小川敏夫参院幹事長は29日、定例記者会見を開き、民進党発足に伴う会派名変更やヘイトスピーチを規制する法案等について見解を述べた。

 同日現在、参院では「民主党・新緑風会」が会派名として存続しているが、30日には「民進党・新緑風会」を会派名とするよう手続きに入るとした。民進党発足後直ちに会派名を変更しなかった理由は、2016年度予算の審議中に会派名の変更は手続きが煩雑になるためだと説明した。また、「民進党・新緑風会」には、公職選挙法の規定により民進党に合流できなかった旧維新の党の5人の参院議員も含まれると述べた。

 つづいて小川幹事長は、ヘイトスピーチへの対応をめぐる与党の動きについて、昨年の通常国会に民主党などが提出した「人種差別撤廃施策推進法案」が継続審議の扱いになっていることを踏まえ、「自公両党が現在、ヘイト問題に特化した法案を考えているようだが、私どもの理解では、自公案は、国会としての意思を示すために全会派が一致できる委員長提案を目指すものだと承知してしている。自公案がまとまったら、野党側とすり合わせをして、成立させたい」と期待感を示した。

 与党側の一部に、野党側が「人種差別撤廃施策推進法案」の審議・採決を求めているために、同じく昨年の通常国会に政府が提出した「刑事訴訟法改正案」の審議が進まないなどとして不満の声があることについては「先に審議入りしたものは先に結論を出すというのが原則。私どもは原則通りにやるべきだと言っているが、与党が(「人種差別撤廃施策推進法案」を)棚上げしているのが原因だ」と述べ、与党側に責任があると反論した。

 記者団から、今回の予算審議を通じての印象や、新年度予算への評価を問われ「安倍政権に終始一貫した対応だが、質問に対してきちんとした答弁をしない。充実した審議ということでは、政府のほうがもっと誠実に取り組んでいただきたい」「予算全般に関しては、生活を大切にするという分野が欠けているのではないか。消費税はもともと社会保障に使うということで3党で合意して増税したわけだが、それが生かされていない。旧来型の公共投資も増えたままでこれでいいのか。もう少し国民生活を充実させる面での手当てや、将来の財政を見据えた対応が必要だったのではないか」と感想を述べた。
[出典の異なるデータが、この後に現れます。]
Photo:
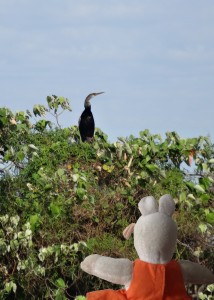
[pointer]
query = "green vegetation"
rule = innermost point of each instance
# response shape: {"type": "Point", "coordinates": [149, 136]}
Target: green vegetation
{"type": "Point", "coordinates": [62, 199]}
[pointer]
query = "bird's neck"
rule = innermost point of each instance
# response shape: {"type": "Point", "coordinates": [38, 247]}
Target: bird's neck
{"type": "Point", "coordinates": [87, 105]}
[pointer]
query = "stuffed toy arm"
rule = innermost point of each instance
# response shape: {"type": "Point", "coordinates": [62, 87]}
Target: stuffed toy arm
{"type": "Point", "coordinates": [115, 270]}
{"type": "Point", "coordinates": [195, 273]}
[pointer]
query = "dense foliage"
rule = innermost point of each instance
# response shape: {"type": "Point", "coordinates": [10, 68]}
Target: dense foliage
{"type": "Point", "coordinates": [62, 199]}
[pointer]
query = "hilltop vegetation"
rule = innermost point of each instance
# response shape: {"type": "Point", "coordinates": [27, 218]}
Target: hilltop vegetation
{"type": "Point", "coordinates": [62, 199]}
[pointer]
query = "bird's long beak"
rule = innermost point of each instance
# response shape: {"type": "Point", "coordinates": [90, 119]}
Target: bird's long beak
{"type": "Point", "coordinates": [96, 94]}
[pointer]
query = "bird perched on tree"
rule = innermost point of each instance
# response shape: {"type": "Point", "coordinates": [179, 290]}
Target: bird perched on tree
{"type": "Point", "coordinates": [86, 120]}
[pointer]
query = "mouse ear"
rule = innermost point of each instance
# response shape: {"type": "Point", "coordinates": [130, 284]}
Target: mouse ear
{"type": "Point", "coordinates": [128, 231]}
{"type": "Point", "coordinates": [167, 205]}
{"type": "Point", "coordinates": [148, 205]}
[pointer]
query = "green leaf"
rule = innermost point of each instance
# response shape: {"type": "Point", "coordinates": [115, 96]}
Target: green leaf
{"type": "Point", "coordinates": [210, 217]}
{"type": "Point", "coordinates": [34, 221]}
{"type": "Point", "coordinates": [55, 209]}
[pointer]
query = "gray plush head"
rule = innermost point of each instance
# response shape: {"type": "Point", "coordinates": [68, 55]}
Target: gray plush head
{"type": "Point", "coordinates": [155, 232]}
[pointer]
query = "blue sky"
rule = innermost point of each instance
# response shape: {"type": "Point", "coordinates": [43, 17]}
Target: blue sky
{"type": "Point", "coordinates": [154, 60]}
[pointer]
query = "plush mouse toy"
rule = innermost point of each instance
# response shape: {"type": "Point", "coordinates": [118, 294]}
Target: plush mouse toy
{"type": "Point", "coordinates": [154, 276]}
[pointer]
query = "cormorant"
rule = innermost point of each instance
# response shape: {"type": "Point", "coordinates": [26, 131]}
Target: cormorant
{"type": "Point", "coordinates": [86, 120]}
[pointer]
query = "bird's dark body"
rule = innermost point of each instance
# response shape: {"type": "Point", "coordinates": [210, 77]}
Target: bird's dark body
{"type": "Point", "coordinates": [86, 125]}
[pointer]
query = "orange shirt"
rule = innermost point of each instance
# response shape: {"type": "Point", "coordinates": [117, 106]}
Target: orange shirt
{"type": "Point", "coordinates": [149, 282]}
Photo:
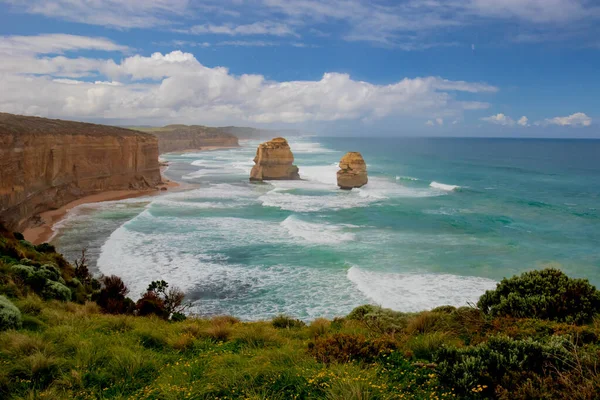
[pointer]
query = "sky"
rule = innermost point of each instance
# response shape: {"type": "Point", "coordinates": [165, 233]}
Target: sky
{"type": "Point", "coordinates": [502, 68]}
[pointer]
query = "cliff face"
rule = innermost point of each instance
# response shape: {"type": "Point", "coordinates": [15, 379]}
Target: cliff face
{"type": "Point", "coordinates": [194, 137]}
{"type": "Point", "coordinates": [45, 164]}
{"type": "Point", "coordinates": [274, 161]}
{"type": "Point", "coordinates": [353, 171]}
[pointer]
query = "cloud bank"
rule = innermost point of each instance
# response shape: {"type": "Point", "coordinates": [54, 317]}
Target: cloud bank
{"type": "Point", "coordinates": [177, 87]}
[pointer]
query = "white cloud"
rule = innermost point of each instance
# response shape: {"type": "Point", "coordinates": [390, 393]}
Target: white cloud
{"type": "Point", "coordinates": [500, 119]}
{"type": "Point", "coordinates": [257, 28]}
{"type": "Point", "coordinates": [55, 44]}
{"type": "Point", "coordinates": [407, 24]}
{"type": "Point", "coordinates": [177, 87]}
{"type": "Point", "coordinates": [114, 13]}
{"type": "Point", "coordinates": [571, 120]}
{"type": "Point", "coordinates": [539, 11]}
 野党側の一部に消費税引き上げ凍結法案を出す動きがあることについては「難しい話」とした上で、「政府を批判するのは簡単だが、消費税を引き上げる目的は、財政再建と社会保障の充実がある。海外諸国からの日本への信頼にもかかわる」と、凍結に消極的な姿勢を示しつつ、「しかし、消費税引き上げとセットになっている軽減税率は実務上大きな混乱を起こすことが懸念され、これは見送った方がいいのでは」との見解を示した。ただ、「他の野党とはニュアンスが違う」として今後しっかりと議論する必要があるとの認識を述べた。

 これに関連して、もともと民主党政権で進めた消費増税やTPPなどに消極的な姿勢を示すことは「反対のための反対」になっているのではないか、と問われ、消費増税については3党合意がほごにされたこと、TPPについては「得るものの少ない、交渉に失敗した結果」でありながら安倍政権は「成果」を強調していることなどを挙げ、民主党政権時の構想とは質的に違っているために賛成しづらくなっていることを説明した。